In November 1998, Ledbetter, who endorsed Obama during the presidential race, had sued her employer of 20 years, the Goodyear tire company, for pay discrimination. The Supreme Court ruled in 2007 by a vote of 5-4 reversing a lower court's decision and saying Goodyear was not required to pay her any back wages because two decades was too long a period for the complaint. Ledbetter had claimed she had been paid 40% less than her male co-workers.

Democrats had tried but failed to pass a bill, the Fair Pay Restoration Act, that would have effectively overturned the Supreme Court ruling. Republicans had argued the bill would make employers vulnerable to lawsuits.

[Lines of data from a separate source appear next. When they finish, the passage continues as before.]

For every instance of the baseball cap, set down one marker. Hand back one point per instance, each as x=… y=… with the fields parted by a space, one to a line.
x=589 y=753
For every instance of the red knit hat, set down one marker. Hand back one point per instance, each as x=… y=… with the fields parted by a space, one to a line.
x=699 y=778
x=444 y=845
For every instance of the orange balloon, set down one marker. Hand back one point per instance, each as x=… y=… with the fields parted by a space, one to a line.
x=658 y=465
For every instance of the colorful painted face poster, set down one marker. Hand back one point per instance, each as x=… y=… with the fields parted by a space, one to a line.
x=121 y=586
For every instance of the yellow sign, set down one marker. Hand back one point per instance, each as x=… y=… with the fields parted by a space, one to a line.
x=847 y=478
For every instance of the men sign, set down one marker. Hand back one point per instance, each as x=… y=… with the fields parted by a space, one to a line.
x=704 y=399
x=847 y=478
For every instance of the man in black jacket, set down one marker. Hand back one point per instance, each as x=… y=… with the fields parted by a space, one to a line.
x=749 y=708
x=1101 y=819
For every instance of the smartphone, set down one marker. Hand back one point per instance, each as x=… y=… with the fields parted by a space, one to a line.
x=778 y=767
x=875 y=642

The Lilly Ledbetter Fair Pay Act was passed by the House on Tuesday by a 250-177 vote. House Speaker Nancy Pelosi (D-CA) had said in a media availability after the vote, "Congress has taken a bold step to move away from that parsimonious interpretation by the U.S. Supreme Court. In doing so, it has injected fairness, reason and common sense back into our policy."

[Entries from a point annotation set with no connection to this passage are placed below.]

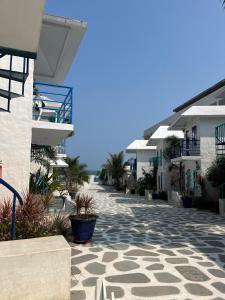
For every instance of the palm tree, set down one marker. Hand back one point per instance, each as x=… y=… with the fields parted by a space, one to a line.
x=76 y=173
x=116 y=167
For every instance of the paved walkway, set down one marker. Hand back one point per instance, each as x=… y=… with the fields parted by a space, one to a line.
x=150 y=251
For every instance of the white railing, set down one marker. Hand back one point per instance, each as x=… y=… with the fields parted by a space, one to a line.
x=100 y=291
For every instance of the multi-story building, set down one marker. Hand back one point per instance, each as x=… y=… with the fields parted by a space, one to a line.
x=195 y=122
x=36 y=108
x=143 y=154
x=158 y=139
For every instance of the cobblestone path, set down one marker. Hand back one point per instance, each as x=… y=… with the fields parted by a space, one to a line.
x=150 y=250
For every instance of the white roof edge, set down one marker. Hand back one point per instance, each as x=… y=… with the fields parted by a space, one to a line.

Senate Majority Leader Harry Reid (D-NV) said last week when the Senate passed the measure, "Republicans and Democrats united around ensuring that hardworking individuals across this country should be paid fairly - and that they will have a fair shot to fight back when they are not. There is no reason anyone should take home a paycheck different from his or her coworker's based solely on that worker's gender, race, age, ethnicity or disability. And in a historically weak economy such as ours, American families can no longer afford it."

Lilly Ledbetter, for those who do not know, is a lady from Alabama who discovered that the company she worked for over the course of decades systematically discriminated against female workers at her Goodyear Tire plant when it came time for raises (and based on the same level of job performance). It should have been a clear cut case of sex discrimination, which is banned under Title VII of the Civil Rights Act, but lawsuits against wealthy corporations are one of those things that angers Republicans the most (since they are for the most part sponsored by those corporations). Our business-minded misogynists claimed such lawsuits would hurt business, and so it would, if your business discriminated against people.

Here is Lilly describing her struggles with Goodyear and why it is so important to end pay discrimination.

Congratulations, Lilly and to all of those who now have an extra legal avenue for those to fight discrimination.